The results are expected to show that the system provided approximately 25,000 kWh of electricity during its first year (approximately 87 kWh/m2 of PV facade), less than the original estimate of 30,000 kWh, and would have been nearer 35,000 kWh (approximately 122 kWh/m2) if the building had been completely unshaded. Consequently, approximately one-third of the building`s annual electricity demands were met. However, the building is somewhat atypical in that it houses an unusually high number of computers which have high energy demands. If these were discounted, the PV system would provide one-half the electricity demand.

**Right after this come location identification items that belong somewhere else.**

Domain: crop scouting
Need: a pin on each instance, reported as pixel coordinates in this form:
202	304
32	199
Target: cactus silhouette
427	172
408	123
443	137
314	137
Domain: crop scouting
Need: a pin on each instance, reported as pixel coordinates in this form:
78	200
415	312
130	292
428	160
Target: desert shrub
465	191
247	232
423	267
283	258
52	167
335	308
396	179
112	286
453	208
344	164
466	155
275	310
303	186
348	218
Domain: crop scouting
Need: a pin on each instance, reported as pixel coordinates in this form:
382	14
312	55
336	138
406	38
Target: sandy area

It is difficult to quantify the cost of PV electricity because of the number and complexity of issues involved, many of which are site and/or design specific. Factors such as the variability of supply; conversion efficiency; design and monitoring costs; price of electricity sold to the grid and others, suggest a high cost which does not reflect other important but largely unquantifiable factors, such as the environmental benefits; low maintenance costs; aesthetics and reduced transmission losses.

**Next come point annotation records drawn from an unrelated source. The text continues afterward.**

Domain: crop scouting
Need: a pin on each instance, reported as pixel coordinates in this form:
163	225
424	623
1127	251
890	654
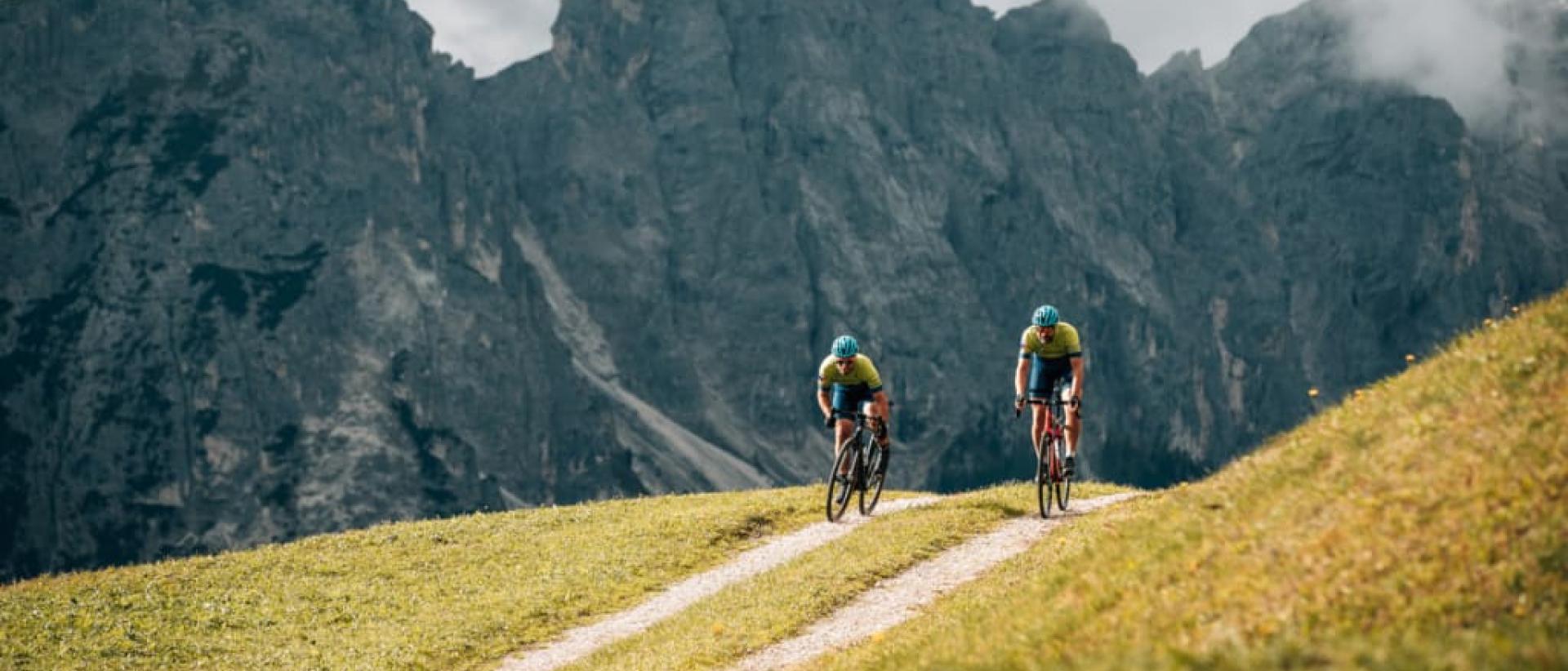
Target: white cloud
1153	30
1450	49
490	35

The cost of the PV electricity generated by the Northumberland building is estimated to be between 46 cents/kWh and 69 cents/kWh; but it would be at the lower end of the range if the system was unshaded, the design and monitoring costs were discounted and there was an avoided cost.

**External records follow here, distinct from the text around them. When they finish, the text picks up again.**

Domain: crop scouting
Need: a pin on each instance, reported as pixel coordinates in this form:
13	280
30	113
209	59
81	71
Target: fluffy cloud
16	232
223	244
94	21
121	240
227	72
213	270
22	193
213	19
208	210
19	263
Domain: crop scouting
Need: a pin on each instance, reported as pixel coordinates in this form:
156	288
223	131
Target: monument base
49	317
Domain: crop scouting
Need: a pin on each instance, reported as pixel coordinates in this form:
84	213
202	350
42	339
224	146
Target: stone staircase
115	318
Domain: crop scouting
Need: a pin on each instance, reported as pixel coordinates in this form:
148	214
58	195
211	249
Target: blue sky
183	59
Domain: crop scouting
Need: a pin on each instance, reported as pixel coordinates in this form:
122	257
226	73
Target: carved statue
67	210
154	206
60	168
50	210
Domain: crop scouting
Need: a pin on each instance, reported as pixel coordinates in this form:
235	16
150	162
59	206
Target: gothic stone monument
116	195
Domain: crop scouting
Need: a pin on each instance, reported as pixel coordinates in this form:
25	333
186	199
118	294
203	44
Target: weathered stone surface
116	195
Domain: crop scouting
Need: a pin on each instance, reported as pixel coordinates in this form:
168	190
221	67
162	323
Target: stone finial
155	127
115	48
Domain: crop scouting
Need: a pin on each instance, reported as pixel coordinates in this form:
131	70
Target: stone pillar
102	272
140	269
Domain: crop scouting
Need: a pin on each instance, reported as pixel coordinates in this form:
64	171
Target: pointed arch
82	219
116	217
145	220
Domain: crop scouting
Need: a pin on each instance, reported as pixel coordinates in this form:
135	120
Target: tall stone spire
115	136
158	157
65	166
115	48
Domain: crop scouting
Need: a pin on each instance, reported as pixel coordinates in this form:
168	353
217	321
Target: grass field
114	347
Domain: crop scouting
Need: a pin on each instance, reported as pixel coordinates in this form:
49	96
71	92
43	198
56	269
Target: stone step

The principal rationale for supporting renewable energy sources, such as PVs, is the concept of sustainable development and the recognition that their use can be a major antidote in the foreseeable future to issues such as the greenhouse effect, acid rain, the depletion of finite fossil fuels and the potential hazards associated with nuclear power generation.
The built environment accounts for approximately one-half of the UK`s primary energy consumption and the same proportion of the UK`s total emissions of CO2. Hence, there is a significant potential market for PVs, particularly since they can be integrated into both new and refurbished buildings–the only renewable that can be deployed in an urban environment.
PV technology generates electricity without noise or the emission of the environmental pollutants associated with fossil-fuel-based energy production. Additionally, building-integrated PV systems generate electricity without land use, visual blight, transmission losses or the distribution of electricity via unsightly overhead pylons.
Other advantages of building-integrated PVs include: modular construction, permitting flexible design and on-site building; low operation and maintenance costs, due to solid state electrical components with no moving parts; no land or support structure costs; and an avoided cost of the roof or cladding material being replaced.
The DTI recognizes that PV technology is one of the most attractive renewable energy sources in terms of a large, accessible resource, potential for cost reduction, simplicity of operation, flexibility of deployment and small environmental impact. Building-integrated systems on commercial buildings, such as the Northumberland building, have been identified as the most likely applications to become economically viable in the UK–primarily because there is a good match between the buildings, energy demand and the PV electricity supply. Also the avoided costs are generally higher.